The East Central Area Literacy Council began in November 2010 as a volunteer board of directors and assists the ECC Adult Education and Literacy program by recruiting and training volunteer tutors, raising awareness of the issues of illiteracy in the counties served, and receiving donations to purchase training materials, instructional materials, or other needs of the program. In addition to Kaiser, other members of the Literacy Council include Steven Campbell, Diane Crowder, Diana Watkins, Gregory Gelles, Jackie Gilliam, Janece Martin, Jean Craft, Joan Morris, Kathryn Whyte, Dan Woodward, and Alice Whalen, Executive Director.
Tuesday, May 16 in Union, Missouri. If you are interested in becoming a volunteer tutor with the East Central Area Literacy Council, please call Pam Kaiser at (636) 584-6788 or call (844) ECC-4AEL (844-322-4235).

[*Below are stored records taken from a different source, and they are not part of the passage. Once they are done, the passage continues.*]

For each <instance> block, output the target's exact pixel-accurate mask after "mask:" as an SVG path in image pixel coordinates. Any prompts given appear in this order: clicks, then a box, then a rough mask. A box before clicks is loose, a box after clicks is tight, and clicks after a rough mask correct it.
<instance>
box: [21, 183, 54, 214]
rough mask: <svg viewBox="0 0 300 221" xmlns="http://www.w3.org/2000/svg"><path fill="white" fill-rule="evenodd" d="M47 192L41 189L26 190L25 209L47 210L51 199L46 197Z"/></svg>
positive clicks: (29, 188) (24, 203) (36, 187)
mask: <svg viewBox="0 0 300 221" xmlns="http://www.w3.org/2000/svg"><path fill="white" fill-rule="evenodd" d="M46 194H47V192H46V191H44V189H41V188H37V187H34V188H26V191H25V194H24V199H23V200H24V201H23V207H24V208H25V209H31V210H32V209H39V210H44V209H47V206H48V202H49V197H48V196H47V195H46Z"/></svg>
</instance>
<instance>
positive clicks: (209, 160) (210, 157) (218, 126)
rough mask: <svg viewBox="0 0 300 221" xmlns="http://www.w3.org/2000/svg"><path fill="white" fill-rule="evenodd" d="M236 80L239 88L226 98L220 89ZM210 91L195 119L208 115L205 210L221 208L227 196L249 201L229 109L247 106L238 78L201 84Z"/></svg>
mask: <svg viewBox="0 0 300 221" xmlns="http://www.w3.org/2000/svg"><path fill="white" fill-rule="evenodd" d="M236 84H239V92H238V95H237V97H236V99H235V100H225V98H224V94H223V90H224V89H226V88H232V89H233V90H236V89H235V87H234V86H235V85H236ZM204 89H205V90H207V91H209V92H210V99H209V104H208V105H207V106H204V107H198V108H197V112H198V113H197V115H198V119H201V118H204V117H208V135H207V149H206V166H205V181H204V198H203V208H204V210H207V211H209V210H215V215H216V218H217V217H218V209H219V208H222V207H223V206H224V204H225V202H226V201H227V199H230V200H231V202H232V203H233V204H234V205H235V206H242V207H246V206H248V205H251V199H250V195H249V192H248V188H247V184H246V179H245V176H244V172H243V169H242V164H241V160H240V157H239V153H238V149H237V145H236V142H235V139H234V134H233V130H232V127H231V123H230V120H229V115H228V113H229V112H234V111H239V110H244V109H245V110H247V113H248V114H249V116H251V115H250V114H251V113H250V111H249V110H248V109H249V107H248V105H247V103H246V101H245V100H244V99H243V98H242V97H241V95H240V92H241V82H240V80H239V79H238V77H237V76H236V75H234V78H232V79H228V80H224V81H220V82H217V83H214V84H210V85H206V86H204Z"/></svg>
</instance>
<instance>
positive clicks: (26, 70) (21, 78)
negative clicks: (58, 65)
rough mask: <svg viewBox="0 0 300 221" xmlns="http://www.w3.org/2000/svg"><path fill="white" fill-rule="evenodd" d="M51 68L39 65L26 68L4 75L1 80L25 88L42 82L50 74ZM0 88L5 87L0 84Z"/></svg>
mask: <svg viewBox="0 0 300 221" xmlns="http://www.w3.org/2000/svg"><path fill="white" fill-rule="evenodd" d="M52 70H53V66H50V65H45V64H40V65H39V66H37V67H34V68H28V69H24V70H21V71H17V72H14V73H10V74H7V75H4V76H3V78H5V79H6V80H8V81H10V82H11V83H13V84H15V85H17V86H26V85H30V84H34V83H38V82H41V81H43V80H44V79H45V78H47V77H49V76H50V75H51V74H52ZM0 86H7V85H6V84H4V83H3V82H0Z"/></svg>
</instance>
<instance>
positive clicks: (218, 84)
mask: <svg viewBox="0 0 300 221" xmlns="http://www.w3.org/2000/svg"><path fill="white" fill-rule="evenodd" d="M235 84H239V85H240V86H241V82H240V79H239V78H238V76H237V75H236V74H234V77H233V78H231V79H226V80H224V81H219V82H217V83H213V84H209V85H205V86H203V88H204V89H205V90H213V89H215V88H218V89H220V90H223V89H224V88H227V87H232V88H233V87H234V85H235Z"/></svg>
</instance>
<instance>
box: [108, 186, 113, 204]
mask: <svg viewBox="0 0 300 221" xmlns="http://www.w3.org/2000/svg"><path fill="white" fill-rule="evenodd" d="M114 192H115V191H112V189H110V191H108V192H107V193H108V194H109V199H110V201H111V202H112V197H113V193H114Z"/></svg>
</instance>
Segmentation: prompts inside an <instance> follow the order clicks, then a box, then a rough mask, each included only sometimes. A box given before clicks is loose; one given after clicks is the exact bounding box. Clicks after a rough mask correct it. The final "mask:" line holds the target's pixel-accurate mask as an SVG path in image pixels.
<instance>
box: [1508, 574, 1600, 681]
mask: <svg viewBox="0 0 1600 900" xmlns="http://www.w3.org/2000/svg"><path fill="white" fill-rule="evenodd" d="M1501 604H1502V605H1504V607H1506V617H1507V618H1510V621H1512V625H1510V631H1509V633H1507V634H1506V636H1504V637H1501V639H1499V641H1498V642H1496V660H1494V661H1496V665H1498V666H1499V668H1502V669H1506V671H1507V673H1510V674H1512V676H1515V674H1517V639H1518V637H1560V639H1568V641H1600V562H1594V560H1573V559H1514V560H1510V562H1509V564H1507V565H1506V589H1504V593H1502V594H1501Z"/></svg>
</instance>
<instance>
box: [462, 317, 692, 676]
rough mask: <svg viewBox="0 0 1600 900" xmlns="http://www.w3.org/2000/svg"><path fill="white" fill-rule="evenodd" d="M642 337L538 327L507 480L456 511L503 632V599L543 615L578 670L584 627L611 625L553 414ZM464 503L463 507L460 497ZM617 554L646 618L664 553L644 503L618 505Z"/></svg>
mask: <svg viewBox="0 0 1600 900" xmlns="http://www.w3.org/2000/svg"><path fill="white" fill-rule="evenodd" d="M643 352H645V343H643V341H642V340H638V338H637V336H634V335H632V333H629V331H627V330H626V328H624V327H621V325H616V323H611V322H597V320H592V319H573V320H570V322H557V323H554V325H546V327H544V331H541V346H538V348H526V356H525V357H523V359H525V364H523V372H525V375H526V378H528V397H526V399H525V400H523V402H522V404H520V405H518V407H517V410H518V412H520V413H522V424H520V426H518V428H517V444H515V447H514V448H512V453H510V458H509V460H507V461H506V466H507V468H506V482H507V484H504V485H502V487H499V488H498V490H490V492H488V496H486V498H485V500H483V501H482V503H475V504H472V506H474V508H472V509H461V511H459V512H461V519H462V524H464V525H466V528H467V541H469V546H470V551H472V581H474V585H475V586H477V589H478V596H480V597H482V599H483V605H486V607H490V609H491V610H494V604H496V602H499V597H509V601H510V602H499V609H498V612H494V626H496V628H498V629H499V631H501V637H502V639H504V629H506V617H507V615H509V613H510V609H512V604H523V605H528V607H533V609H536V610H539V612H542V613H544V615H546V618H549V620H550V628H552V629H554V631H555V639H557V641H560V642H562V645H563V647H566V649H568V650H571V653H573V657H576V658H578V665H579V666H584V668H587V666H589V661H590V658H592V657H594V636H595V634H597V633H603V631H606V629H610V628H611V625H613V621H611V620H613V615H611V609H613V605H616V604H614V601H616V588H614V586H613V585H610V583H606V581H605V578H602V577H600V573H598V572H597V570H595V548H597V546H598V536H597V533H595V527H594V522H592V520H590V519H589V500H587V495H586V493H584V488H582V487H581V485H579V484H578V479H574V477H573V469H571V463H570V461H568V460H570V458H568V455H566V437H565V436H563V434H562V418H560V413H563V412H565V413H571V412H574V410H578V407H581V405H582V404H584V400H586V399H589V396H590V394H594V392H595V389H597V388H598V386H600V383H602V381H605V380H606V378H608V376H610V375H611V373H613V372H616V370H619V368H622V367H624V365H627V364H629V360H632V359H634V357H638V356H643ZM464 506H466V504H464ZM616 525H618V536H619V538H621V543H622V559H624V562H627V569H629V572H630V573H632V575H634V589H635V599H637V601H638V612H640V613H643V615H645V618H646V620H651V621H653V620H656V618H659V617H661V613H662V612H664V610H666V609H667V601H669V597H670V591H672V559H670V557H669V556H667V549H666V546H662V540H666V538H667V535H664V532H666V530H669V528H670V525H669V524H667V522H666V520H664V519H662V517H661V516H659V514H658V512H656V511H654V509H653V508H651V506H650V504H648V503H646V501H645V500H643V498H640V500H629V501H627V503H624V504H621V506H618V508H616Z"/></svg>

The literacy council also needs volunteers to serve on its board of directors.
The Bank of America Charitable Foundation supports nonprofit organizations providing access to skills training, credentialing and education – regardless of gender, race, criminal record or disability – that will enable individuals to connect to jobs and develop a stronger financial future. Today, more than 48 million people are living in poverty and struggling to meet their needs while facing tough choices on where to place limited resources. Bank of America recognizes that basic needs must be met in order for families to advance along the economic continuum. In addition, access to education and job training are critical to lift people out of poverty, connecting them to tools that will help them build better lives.